アンバランスな青空

 金沢は雨が多い。それが金沢を象徴しているとも言われる。
 雨の日は好きではない。雨は、自分を憂鬱にする。それはよく言われることでもあったが、悪いことが起こった後には決まって雨が降った。だから雨はあまり好きではない。
 しかし今日は晴れた。昨日まで悪いことが立て続けに起こって、天気も悪かったが今日は雲も少なく日差しも暖かかった。
 数ヶ月ぶりに自転車を出した。駐輪場の屋根には、まだ雪が残っていた。雪解けの雫が、駐輪場のあちこちに小さな水溜りを作っていた。その水溜りも青空を映す。雨が降った後、突然晴れることも多い金沢ではよくある光景だった。
 自転車は、長い間放置したため、空気が抜けていた。祖父母の家で空気を補充した。祖父は本を読んでいた。空気を入れたあとすぐに学校へ向かったが、大きな壁にぶつかったときはどうすればよいか、と祖父に聞いておくべきだと後で思った。そしてそう尋ねたとき、祖父は一体何と答えるだろうか?それを考えながらペダルを漕いだ。

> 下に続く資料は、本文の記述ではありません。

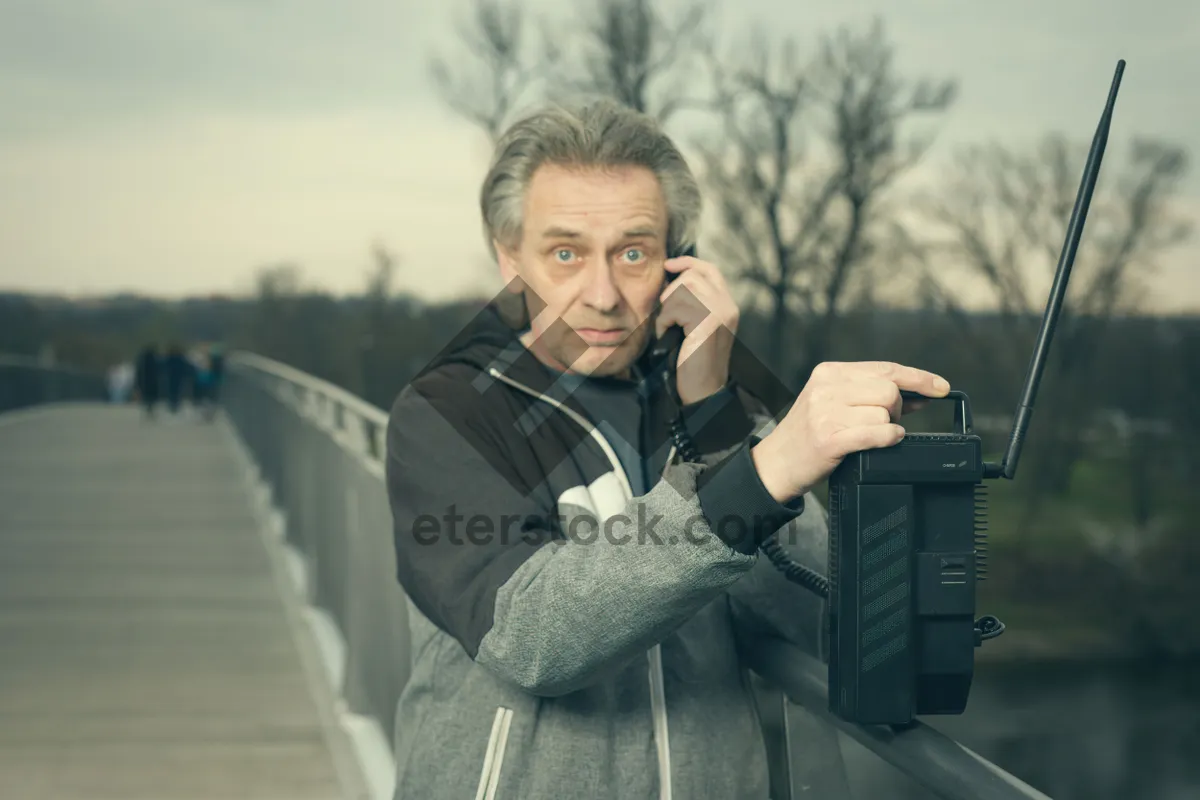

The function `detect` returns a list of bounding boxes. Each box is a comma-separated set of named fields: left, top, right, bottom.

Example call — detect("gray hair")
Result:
left=479, top=100, right=701, bottom=258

 白に染まった白山の山頂が、見事に視界にあった。一昨年の9月は、自らの足であの場所まで登ったのかと思うと、奇妙な気分になった。自分はあの登山で何を得たのか。
 途中、いつも通る道が完全に雪に埋もれていた。別の道を選んだが、途中からは、雪の上を自転車を押していくしかなかった。自転車が作る独特の轍もほとんど見られない。この道を、今日自転車で通る人は少ないようだ。そういう意味で自分は一時的に奇特な存在であるのか。雪の積もった坂を降りてくる下校途中の小学生や、犬の散歩をしているおばさんとすれ違いながら、坂を登った。
 まだ気持ちは安定しない。夢を絶たれるということは、失恋に似た(実際、失恋と呼ばれるような大きな衝撃を受けた経験はないかもしれないが)ものがあるように感じた。それなのに、今日は晴れた。霊峰の山頂が見えた。日本一曇りと雷が多いこの場所で雲ひとつ無かった。マイナス志向にマイナスを掛けてプラスに転じさせようというのか。かつて大きな虹を見た日も、同じような心境だったように思う。その日も、確か自転車を押していた。
 今日の青空はアンバランスだった。